O nome de Carlos Santos não diz muito ao público português, mas em Espanha é já uma cara bem conhecida da televisão e do cinema, tendo conquistado a atenção geral quando recebeu este ano um prémio Goya pela sua participação em El hombre de mil caras.

No filme ele interpreta o papel de Luis Roldán, um antigo político do PSOE que dirigiu a Guardia Civil e se revelou um dos rostos mais preponderantes da luta contra a ETA. Porém, em 1993, um enorme escândalo de corrupção coloca-o em fuga, tornando-se assim o inimigo público número 1 para “nuestros hermanos”. 

O c7nem teve a oportunidade de falar com o ator sobre esse desempenho, mas também pela sua participação em Villaviciosa de al lado, uma comédia, que tal como o filme de Alberto Rodriguez (Grupo 7 [1], La Isla Mínima [2]) foi exibido na Cine Fiesta. 

Carlos, olhando agora para ti vemos a grande transformação por que passaste para El hombre de mil caras

Sim… (risos)

Como foi essa transformação, tiveste que ganhar peso…

Sim… (risos). Efetivamente eu sempre disse que se fizessem uma lista com 1000 atores que poderiam interpretar o Luís Roldan – que é uma personagem real que foi muito odiada na época em Espanha – acho que nem apareceria no último lugar (risos). Mas umas diretoras de casting bastante loucas pensaram em mim para fazê-lo.

Sei que inicialmente tinha até ido ao casting mas para desempenhar outra personagem…

Exato. Inicialmente chamaram-me para uma personagem secundária, muito interessante também. Porém, nesse mesmo dia voltei para casa, telefonaram-me à tarde e disseram: ‘queremos voltar a ver-te mas agora para o papel de Roldan’. Claro que pensei, como é possível? A personagem tem 50 anos, fisicamente é calvo e gordo. E o problema não era só fisicamente, era também a personalidade dela, a autoridade que era…

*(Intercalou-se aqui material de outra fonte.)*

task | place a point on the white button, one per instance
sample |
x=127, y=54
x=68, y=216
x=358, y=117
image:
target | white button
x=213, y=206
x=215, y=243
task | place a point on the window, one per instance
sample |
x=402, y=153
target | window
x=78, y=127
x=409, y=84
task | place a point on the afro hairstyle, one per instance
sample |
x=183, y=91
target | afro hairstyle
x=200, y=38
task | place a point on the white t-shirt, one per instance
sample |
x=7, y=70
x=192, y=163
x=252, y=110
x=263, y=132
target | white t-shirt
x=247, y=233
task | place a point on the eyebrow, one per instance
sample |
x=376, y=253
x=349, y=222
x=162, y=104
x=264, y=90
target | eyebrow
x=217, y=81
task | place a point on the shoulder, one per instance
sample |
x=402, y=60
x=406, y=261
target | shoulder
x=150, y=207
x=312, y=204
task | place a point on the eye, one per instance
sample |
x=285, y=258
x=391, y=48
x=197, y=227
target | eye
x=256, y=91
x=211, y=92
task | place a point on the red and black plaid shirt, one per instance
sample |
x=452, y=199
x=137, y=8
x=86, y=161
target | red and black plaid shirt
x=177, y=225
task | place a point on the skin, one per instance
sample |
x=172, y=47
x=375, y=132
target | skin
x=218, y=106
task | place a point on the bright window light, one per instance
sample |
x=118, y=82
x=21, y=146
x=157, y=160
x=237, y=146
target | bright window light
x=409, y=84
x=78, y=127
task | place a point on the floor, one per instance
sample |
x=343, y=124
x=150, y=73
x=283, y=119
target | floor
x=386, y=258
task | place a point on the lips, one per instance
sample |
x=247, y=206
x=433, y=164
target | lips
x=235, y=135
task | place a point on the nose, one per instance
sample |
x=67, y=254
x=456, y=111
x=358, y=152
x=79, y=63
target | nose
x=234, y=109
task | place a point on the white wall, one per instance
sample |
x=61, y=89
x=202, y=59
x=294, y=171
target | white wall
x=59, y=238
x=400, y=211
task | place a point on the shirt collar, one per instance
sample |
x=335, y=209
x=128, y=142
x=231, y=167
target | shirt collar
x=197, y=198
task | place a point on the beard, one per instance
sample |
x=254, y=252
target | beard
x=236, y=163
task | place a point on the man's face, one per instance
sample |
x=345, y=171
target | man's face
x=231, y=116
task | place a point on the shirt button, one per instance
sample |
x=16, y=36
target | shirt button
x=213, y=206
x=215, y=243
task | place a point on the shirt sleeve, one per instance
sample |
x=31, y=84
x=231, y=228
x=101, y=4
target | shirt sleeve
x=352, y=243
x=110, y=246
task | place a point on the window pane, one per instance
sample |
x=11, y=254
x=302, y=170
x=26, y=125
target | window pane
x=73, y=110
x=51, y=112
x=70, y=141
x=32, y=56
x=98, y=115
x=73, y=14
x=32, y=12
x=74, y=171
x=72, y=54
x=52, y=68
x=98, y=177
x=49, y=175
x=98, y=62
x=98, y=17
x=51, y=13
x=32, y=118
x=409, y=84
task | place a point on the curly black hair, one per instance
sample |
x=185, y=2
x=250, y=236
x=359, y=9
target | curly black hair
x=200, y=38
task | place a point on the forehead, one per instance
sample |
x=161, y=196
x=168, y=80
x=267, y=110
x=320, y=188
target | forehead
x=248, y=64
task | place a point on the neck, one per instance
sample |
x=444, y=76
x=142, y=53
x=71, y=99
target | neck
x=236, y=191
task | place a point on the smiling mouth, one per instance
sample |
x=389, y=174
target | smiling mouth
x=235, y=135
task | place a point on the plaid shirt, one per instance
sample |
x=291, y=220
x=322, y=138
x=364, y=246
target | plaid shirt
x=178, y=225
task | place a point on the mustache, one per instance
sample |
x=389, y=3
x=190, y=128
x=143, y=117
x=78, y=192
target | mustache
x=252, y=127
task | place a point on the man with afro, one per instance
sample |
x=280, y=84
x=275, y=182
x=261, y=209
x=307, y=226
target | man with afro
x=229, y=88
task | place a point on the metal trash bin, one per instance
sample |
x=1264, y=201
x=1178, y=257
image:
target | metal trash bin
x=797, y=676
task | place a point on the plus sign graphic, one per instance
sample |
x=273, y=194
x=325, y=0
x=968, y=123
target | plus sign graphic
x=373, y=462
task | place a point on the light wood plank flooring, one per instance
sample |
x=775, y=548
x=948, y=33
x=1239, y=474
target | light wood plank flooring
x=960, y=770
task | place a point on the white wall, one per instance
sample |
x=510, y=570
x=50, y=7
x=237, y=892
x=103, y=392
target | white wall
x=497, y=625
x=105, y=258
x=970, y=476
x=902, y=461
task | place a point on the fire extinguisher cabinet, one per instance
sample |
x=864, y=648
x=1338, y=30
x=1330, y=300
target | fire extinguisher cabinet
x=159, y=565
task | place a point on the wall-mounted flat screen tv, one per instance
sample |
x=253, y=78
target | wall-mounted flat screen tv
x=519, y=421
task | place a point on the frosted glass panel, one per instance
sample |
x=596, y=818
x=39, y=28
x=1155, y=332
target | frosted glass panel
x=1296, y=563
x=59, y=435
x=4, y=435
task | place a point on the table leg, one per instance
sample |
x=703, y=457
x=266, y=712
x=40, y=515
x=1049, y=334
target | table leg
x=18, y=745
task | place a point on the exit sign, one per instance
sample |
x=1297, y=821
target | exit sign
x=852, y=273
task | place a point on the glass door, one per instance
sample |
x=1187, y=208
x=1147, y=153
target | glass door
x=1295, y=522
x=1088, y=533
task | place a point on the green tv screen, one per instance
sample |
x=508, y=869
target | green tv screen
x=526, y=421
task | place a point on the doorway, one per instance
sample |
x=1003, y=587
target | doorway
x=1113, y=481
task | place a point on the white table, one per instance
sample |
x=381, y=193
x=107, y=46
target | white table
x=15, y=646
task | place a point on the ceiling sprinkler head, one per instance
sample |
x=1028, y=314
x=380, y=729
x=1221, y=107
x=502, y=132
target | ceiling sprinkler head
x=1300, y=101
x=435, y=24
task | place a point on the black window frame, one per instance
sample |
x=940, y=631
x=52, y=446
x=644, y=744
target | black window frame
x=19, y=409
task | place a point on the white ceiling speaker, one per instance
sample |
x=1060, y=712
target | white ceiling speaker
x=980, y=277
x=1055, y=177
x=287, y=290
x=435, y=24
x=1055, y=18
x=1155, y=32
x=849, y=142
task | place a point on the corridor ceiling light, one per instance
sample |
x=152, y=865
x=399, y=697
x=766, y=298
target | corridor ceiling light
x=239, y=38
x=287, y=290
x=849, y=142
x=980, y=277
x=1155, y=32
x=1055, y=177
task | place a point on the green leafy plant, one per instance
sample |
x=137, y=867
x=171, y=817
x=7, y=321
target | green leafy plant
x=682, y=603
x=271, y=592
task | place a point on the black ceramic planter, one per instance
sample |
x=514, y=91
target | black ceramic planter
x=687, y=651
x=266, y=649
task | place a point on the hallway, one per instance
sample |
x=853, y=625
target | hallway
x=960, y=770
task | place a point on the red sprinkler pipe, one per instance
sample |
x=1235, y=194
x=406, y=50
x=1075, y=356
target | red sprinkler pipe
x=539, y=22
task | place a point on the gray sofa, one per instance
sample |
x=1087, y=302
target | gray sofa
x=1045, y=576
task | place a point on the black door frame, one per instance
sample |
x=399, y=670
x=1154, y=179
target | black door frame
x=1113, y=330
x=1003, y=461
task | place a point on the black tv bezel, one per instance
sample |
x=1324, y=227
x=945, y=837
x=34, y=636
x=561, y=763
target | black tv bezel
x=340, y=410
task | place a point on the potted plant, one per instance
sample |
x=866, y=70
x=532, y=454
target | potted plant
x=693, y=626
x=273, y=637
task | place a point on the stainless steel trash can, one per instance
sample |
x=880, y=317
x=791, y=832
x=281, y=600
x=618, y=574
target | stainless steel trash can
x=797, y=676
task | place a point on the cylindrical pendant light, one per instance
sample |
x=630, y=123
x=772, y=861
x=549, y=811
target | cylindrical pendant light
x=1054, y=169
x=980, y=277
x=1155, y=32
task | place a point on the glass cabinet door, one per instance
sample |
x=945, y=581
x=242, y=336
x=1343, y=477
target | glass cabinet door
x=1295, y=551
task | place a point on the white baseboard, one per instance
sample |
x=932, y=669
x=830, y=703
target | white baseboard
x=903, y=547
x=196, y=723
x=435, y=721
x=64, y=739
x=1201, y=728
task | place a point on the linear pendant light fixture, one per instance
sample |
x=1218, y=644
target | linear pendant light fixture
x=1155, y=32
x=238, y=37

Carlos Santos em El hombre de mil caras

Viste muitos vídeos dele para te inspirar?

Muitíssimos. Pesquisei imenso na internet, procurei entrevistas, vídeos. É uma personagem tão distante de mim, fisicamente, mentalmente, na idade, e tantas outras coisas, que tive de o construir de fora para dentro. Primeiro o molde físico e só depois fui buscar-lhe a alma. Algo verdadeiro, não queria que fosse algo caricatural ou uma paródia.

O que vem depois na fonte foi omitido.